Em nota, a Inalca confirmou que foram identificados acessos não autorizados ao sistema de informação da empresa e que o caso está sendo investigado. Os primeiros levantamentos indicam que as informações foram acessadas por funcionários brasileiros da companhia italiana.

A Cremonini, por sua vez, informou que está disposta a dar informações adicionais sobre seu sistema de rastreabilidade às autoridades competentes. Os italianos consideram que Bicchieri não exerce nenhum cargo na Inalca, já que eles questionam sua posição. Para a Cremonini, o fato de Bicchieri não ter cidadania italiana não permite que o executivo assuma o cargo de presidente do conselho.

Na visão de Bicchieri, a avaliação está equivocada, uma vez que seu cargo não é executivo. “Consultamos dois juristas brasileiros e um italiano e todos concordam que os membros do conselho não precisam da cidadania. Com isso, a ação que destituiu os membros brasileiros do conselho não é válida”, diz Bicchieri.

A suspeita de fraude e a denúncia na Justiça italiana ocorrem num momento em que a JBS questiona os resultados apresentados pela Inalca JBS no primeiro semestre. Os números, que estão sendo auditados pela Ernst & Young a pedido da brasileira, definirão se a JBS terá de pagar um ajuste de preço à sócia este ano e se a Cremonini poderá exercer a opção de vender seus 50% na sociedade, conforme acertado no início do negócio.

A JBS comprou 50% do capital da Inalca em dezembro de 2007 por € 225 milhões. No contrato, foi acertado um ajuste de preço (“earn out”) de € 65 milhões em favor da Cremonini se o lucro operacional (lajida) da Inalca JBS exceder € 90 milhões em 2010. Além disso, a Cremonini poderia exercer o direito de vender seus 50% se o lajida somar € 65 milhões este ano. O valor estimado da Inalca JBS nesse caso é cinco vezes o lucro operacional menos a dívida.
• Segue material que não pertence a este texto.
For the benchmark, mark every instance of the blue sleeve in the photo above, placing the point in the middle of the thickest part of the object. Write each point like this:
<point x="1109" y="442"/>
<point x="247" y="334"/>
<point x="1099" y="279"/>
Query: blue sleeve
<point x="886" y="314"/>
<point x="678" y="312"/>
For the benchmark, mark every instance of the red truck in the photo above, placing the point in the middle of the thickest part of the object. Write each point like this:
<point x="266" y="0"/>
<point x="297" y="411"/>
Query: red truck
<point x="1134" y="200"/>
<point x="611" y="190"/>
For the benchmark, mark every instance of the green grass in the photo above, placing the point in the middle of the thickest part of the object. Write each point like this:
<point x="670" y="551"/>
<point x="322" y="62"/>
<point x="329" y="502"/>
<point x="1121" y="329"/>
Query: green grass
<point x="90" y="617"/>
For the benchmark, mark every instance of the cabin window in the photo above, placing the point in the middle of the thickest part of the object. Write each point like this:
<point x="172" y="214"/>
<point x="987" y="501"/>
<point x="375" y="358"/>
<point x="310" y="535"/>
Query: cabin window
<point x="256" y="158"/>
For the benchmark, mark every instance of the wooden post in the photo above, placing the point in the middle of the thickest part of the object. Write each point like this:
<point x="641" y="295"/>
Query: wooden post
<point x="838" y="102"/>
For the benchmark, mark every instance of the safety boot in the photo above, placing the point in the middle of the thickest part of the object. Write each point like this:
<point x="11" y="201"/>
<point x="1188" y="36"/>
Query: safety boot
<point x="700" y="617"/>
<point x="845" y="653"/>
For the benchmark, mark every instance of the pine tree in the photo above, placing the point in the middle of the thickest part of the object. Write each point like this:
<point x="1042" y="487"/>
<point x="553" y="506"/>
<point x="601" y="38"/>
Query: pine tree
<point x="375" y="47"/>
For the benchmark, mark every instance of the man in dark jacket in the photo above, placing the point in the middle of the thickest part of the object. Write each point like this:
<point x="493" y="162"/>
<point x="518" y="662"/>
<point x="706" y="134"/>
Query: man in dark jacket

Para um lajida superior a € 90 milhões, o valor é de 10 vezes o lucro operacional menos a dívida.

Em recente entrevista, o presidente da JBS, Joesley Batista, disse que o sócio italiano estaria “tentando a qualquer preço atingir esse valor”.

Segundo Jeremiah O’Callaghan, diretor de relações com investidores da JBS, a companhia “não está questionando o ‘earn out’ ou o ‘put’ [opção de venda], mas a forma como o resultado está sendo obtido”. O que a JBS quer, afirma, é “transparência sobre esses números”. Alegando não poder “verificar a autenticidade” dos números da Inalca JBS, a JBS excluiu os dados da operação de seu balanço do segundo trimestre deste ano. “É preciso haver uma participação ativa na confecção desses números. É isso que se espera de um sócio que tem uma participação de 50% na empresa”, afirmou ele.

Um dos números que a JBS questiona é o lucro operacional para o semestre apresentado pela Inalca JBS. A Inalca teria informado um lajida de € 48 milhões, o dobro dos € 24,4 milhões do primeiro semestre do ano passado. Por conta da briga, tanto JBS quanto Cremonini já aventaram a possibilidade de se desfazer de seus 50% na sociedade. “Queremos resolver a pendência e pedimos transparência. Porém, em não havendo uma solução não podemos descartar a possibilidade de uma dissolução da sociedade”, afirmou O’Callaghan.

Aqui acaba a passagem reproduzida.